Ethereum’s native token, Ether (ETH), could grow 35% against Bitcoin (BTC) this year, reaching 0.1 BTC for the first time since 2018, forming a classic bullish continuation pattern.
Ethereum price must break the major resistance first
The pattern, dubbed an ascending triangle, forms when the price fluctuates within a range defined by an ascending trendline support and horizontal trendline resistance. It usually resolves after the price breaks out in the direction of its previous trend.
On the weekly chart, the ETH/BTC pair has been charting an upward pattern since May 2021. The Ethereum token is seeing a break above the horizontal trend line resistance of the pattern near 0.0776 BTC. A break of this level may lead the price to the maximum height of the triangle.
In other words, the ETH/BTC pair could reach the next major resistance level at 0.1 BTC in 2023, or 35% of the current price levels.
However, it is important to note that ETH/BTC has attempted to breach the triangle resistance trendline eight times since May 2021. The attempts included two major breaches in November 2021 and September 2022 as the pair gained 14% and 9%, respectively.
Both rally failed in the range of 0.082 to 0.085 BTC, followed by severe price corrections that sent ETH/BTC back into the triangle range. Given this multi-year hurdle, the pair could face heavy resistance within the 0.082-0.085 BTC range even if it breaks above the triangle.
Such a move would risk ETH falling towards the triangle support, which coincides with the 50-week exponential moving average (50-week exponential moving average), which is represented by the red line on the above chart, near 0.070 BTC, i.e. approximately 6% less than the current one. One – price levels.
Listing the “deflation” of ETH
A bullish setup for Ether vs Bitcoin is emerging as ETH’s dominance against other crypto assets has doubled in recent years.

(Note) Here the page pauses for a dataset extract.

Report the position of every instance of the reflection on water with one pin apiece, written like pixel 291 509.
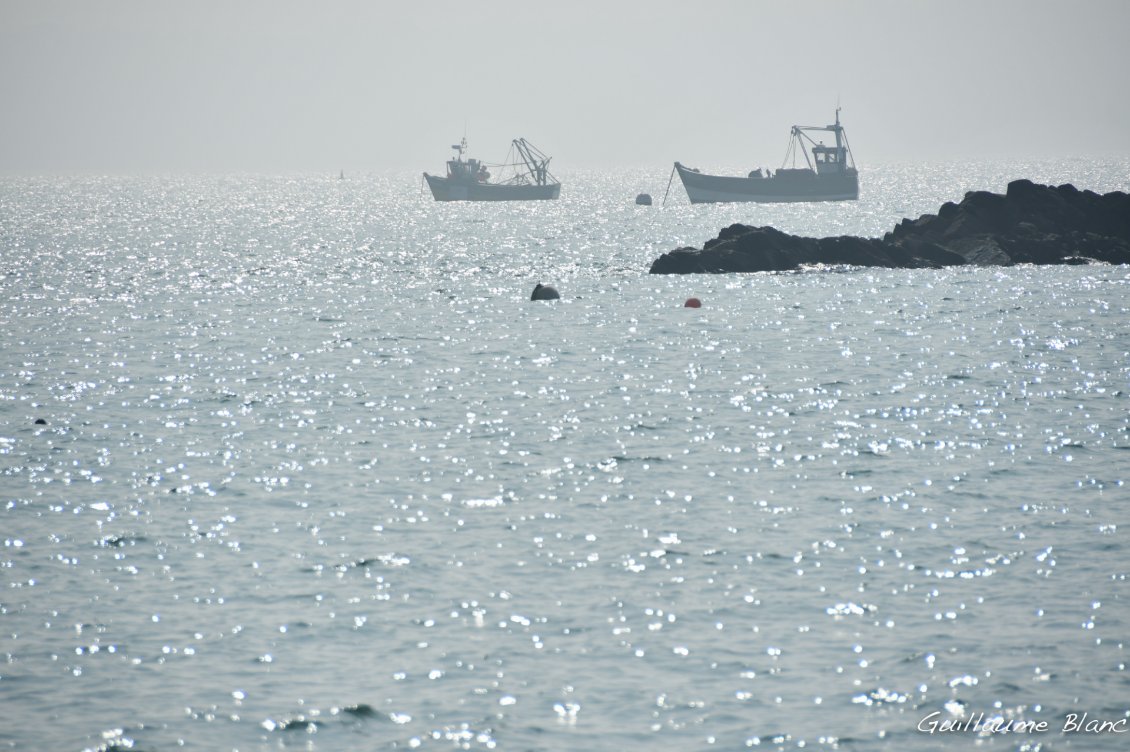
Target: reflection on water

Notably, the market capitalization of ETH rose to approximately 20.5% of the total crypto market valuation in January 2023 from around 10% in December 2020 when the Ethereum network began its proof-of-work (PoW) to proof-of-stake (PoS) transition with the launch of a dedicated smart contract. for staking.

The acquisition of the PoS blockchain has brought two major changes to the Ethereum economy. First, users temporarily lock a portion of their Ether holdings into an Ethereum PoS smart contract to get a payout. And secondly, the Ethereum network is starting to burn off some transaction fees.
Both changes had a deflationary effect on aggregate supply. As a result, the Ethereum network now regularly produces fewer Ether tokens that are withdrawn from circulation, theoretically making ETH a “deflationary” asset.

The price of ETH/BTC has grown by nearly 250% since December 2020, although it is down nearly 50% from its all-time highs in 2017.
This article does not contain investment advice or recommendations. Every investment and trading move involves risk, and readers should do their own research when making a decision.